The hierarchy of channels derives from the single interface IChannel. By itself, IChannel is not particularly interesting because it doesn't introduce any new methods for communication. Each channel shape, such as IInputChannel or IDuplexSessionChannel, has its own interface derived from IChannel that describes the capabilities and semantics of the channel.

When you write a channel, you may support variations of your channel for many different channel shapes. For example, you may support both an IInputChannel and an IOutputChannel variation for sending and receiving. Or, you may support both an IDuplexChannel and IDuplexSessionChannel variation depending on whether sessionful communication is needed. During the channel build process, your channel factory or listener will be asked to supply a single particular variation of IChannel. Since the variation is part of the generic contract, the concrete channel implementation that gets returned by the channel factory or listener must support the specified interface.

Here are two best practices that specify more explicitly how that concrete channel implementation should work.

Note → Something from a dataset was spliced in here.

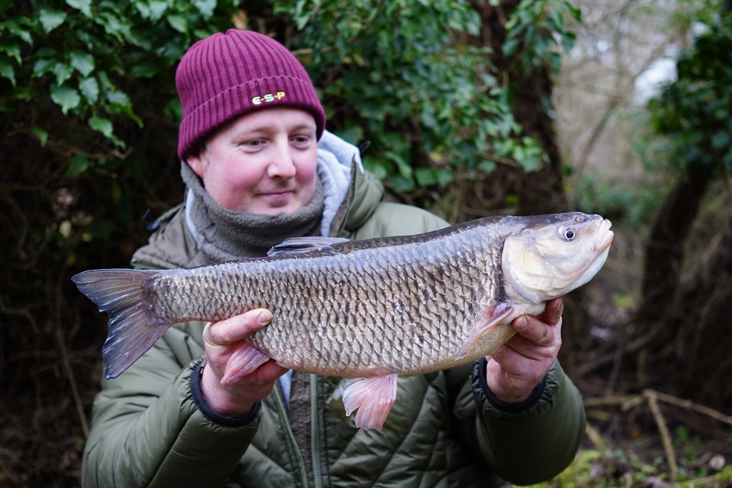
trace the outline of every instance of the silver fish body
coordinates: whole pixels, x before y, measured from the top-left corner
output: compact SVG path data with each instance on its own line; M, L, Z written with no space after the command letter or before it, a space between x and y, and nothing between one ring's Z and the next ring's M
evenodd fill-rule
M487 217L418 236L289 239L262 258L94 270L73 279L109 312L108 378L174 323L263 307L272 320L248 338L263 357L320 375L395 381L492 353L513 334L513 318L538 315L546 300L594 275L609 228L579 212Z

  1. Your channel factory or listener can't substitute an extended variation of a channel shape even though the type system lets you cast to the parent type. For example, IDuplexChannel and IInputSessionChannel both derive from IInputChannel. It would be wrong to return a duplex or sessionful channel if asked for an IInputChannel though. The build process is asking for the semantics of a one-way, non-sessionful input channel rather than just a type that has a callable interface compatible with IInputChannel. Use separate shape-changing channels if you need to adapt a channel implementation or supply a channel implementation that natively supports the correct shape.
  2. Each concrete channel implementation should only implement a single channel shape. While it's possible to write a single implementation that simultaneously supports multiple channel interfaces, you should instead have multiple channel implementations each supporting a single channel interface. The fact that you have different channel implementations for different shapes is hidden by the channel factory or listener so there's no additional complexity that the user of your implementation needs to worry about.